High susceptibility of B cells to in vitro SFTSV infection. Whole blood from healthy donors (n = 6) was infected with SFTSV strain CB1/2014 or serum-free medium (control) at MOI 1 conditions (5% CO₂, 37°C). After 48 h of infection, red blood cells were removed by lysing in red blood cell lysis buffer (Thermo Fisher Sciences, USA) and then SFTSV infection of each cell subset was assessed by intracellular staining with anti-SFTSV N antibody (in-house monoclonal antibody). (A) CD19⁺ B cells, CD3⁺ T cells, CD14⁺ monocytes, and CD56⁺ NK cells were identified in SFTSV-infected PBMCs by FACS with subset-specific antibodies. The percent change of each SFTSV-infected PBMC subset (lower row) compared with that of noninfected control PBMC subset (upper row) is presented. (B) Average percentage of PBMC subsets infected with SFTSV in six donors.

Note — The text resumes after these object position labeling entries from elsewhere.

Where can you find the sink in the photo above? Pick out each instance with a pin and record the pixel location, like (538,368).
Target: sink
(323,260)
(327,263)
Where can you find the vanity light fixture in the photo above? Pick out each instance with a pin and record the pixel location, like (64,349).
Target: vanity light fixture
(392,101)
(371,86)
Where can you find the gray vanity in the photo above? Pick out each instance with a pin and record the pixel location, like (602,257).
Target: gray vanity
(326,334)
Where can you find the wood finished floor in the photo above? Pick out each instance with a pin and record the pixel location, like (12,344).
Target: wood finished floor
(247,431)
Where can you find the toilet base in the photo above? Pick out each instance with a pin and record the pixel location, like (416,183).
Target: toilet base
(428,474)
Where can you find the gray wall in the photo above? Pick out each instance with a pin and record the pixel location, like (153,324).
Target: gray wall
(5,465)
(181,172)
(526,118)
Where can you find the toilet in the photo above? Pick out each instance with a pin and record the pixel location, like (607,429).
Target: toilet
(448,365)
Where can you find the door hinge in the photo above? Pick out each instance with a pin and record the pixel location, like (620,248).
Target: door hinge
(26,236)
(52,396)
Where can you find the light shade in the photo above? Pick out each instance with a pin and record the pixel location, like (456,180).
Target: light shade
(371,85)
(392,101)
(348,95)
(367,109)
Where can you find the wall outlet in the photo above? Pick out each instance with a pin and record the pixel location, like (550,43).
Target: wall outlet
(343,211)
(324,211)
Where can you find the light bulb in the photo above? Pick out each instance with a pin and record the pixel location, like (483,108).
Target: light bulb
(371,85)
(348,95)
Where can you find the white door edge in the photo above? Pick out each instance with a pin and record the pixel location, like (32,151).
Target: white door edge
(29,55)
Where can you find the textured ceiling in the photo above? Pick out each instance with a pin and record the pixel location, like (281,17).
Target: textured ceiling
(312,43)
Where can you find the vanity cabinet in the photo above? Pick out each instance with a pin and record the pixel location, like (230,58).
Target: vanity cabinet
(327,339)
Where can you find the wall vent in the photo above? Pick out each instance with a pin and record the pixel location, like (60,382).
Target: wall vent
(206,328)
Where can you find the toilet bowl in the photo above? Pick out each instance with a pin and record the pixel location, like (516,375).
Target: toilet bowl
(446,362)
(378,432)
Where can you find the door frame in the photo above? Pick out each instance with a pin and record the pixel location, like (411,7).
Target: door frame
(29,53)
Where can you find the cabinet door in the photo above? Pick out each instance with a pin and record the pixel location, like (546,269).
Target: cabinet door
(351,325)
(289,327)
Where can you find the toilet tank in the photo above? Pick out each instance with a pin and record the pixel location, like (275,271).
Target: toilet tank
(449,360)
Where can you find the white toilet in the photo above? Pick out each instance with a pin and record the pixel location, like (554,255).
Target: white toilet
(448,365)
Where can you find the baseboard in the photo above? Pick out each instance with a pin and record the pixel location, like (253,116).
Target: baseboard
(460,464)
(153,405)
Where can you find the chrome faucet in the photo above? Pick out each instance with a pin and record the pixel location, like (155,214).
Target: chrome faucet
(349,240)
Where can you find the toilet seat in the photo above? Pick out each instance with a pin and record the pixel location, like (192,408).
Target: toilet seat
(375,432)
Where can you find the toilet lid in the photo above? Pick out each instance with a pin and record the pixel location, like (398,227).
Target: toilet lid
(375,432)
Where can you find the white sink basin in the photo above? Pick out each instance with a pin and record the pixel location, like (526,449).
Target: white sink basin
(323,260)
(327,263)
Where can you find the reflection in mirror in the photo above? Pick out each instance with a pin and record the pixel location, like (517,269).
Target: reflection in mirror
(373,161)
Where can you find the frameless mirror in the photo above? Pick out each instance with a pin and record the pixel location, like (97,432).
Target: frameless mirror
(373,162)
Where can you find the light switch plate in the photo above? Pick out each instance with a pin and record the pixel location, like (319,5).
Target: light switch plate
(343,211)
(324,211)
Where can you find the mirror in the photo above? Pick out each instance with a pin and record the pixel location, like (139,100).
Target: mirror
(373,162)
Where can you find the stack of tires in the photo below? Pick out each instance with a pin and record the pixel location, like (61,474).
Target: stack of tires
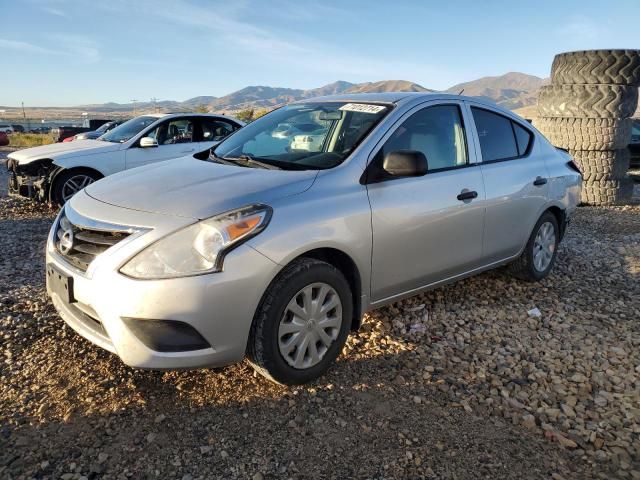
(587,110)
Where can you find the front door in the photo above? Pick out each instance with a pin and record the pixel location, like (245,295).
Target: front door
(429,228)
(175,139)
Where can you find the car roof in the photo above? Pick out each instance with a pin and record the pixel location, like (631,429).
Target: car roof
(192,114)
(397,98)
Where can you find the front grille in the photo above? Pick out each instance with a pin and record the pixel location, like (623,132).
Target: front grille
(80,245)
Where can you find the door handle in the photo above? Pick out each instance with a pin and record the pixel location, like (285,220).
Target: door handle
(539,181)
(467,195)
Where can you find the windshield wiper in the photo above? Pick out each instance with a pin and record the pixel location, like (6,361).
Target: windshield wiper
(251,161)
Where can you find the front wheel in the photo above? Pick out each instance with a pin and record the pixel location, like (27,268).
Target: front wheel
(68,183)
(302,323)
(539,254)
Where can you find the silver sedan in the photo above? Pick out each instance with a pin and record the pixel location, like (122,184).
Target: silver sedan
(274,252)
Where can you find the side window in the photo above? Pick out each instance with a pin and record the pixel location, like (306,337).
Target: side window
(175,131)
(500,137)
(437,131)
(214,130)
(497,141)
(523,138)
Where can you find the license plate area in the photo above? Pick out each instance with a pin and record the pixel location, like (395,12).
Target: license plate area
(60,284)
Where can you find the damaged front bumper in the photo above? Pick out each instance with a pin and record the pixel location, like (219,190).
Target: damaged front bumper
(32,180)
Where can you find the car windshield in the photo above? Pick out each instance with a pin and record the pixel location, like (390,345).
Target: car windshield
(310,136)
(128,129)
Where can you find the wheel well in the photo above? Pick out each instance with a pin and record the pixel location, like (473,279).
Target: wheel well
(348,268)
(57,172)
(560,215)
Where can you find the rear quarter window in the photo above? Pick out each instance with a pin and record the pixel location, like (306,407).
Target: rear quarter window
(500,137)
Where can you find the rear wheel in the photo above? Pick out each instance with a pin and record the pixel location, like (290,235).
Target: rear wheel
(68,183)
(302,323)
(539,254)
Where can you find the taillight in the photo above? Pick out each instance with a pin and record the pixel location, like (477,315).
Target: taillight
(573,165)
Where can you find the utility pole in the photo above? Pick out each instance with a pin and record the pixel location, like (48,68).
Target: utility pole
(24,116)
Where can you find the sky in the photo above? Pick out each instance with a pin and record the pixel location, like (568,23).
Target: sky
(71,52)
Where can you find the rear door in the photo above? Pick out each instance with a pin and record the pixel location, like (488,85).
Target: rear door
(426,229)
(175,139)
(515,179)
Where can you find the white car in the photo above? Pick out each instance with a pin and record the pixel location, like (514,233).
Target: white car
(54,173)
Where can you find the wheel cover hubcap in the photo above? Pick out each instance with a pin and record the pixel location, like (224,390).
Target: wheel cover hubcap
(74,185)
(544,246)
(310,324)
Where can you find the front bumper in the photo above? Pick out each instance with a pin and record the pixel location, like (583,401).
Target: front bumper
(219,306)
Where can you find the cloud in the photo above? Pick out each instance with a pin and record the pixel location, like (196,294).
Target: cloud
(229,24)
(78,46)
(56,12)
(66,46)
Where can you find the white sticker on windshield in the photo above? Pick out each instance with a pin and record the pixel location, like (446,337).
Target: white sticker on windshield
(362,107)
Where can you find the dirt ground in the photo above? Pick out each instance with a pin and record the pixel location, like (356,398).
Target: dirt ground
(457,383)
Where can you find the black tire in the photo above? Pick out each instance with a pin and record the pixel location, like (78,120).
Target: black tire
(587,101)
(602,165)
(262,349)
(607,192)
(586,133)
(524,268)
(65,176)
(619,67)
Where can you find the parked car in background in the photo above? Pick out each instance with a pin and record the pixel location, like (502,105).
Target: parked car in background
(101,130)
(53,173)
(634,146)
(66,132)
(40,130)
(276,253)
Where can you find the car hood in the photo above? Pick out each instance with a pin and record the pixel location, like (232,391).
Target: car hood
(58,151)
(188,187)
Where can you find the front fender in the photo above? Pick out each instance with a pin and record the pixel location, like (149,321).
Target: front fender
(106,163)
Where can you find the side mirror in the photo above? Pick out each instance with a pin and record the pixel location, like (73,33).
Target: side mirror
(147,142)
(405,163)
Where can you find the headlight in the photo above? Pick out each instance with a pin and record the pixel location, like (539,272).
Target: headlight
(198,248)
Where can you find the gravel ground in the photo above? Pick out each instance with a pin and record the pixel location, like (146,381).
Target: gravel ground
(457,383)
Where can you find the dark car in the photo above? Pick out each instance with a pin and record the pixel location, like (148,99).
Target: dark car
(634,146)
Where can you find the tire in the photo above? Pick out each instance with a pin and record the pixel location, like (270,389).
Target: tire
(526,266)
(607,192)
(586,133)
(264,349)
(62,183)
(602,165)
(618,67)
(587,101)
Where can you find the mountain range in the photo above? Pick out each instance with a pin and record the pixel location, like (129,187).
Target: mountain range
(513,90)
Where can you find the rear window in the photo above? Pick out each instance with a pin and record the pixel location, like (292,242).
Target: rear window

The noninfected control for each PBMC subset was less than 1% in all donors. (C) Virus copy numbers in each sorted PBMC subset (CD45⁺ CD19⁺ B cells, CD45⁺ CD3⁺ T cells, CD45⁺ CD14⁺ monocytes, and CD45⁺ CD56⁺ NK cells) were measured using qRT-PCR with primers specific for the M gene. (D) Detailed subsets of SFTSV-infected B cells were identified using FACS (CD19⁺ CD27⁺ [memory B cell], CD19⁺ CD20⁻ CD38 [plasmablast], and CD20⁻ CD38⁺ CD138 [plasma cell]) and an SFTSV N antibody and are presented as the percent change. (E) Average percentage of each B-cell subset infected with SFTSV in all donors (n = 6). Noninfected control for each B-cell subset was less than 1% in all donors. Asterisks indicate statistical significance between the control and infection groups as indicated by the line, determined by one-way ANOVA and subsequent Tukey’s test (*, P < 0.05; **, P < 0.01; ***, P < 0.0001).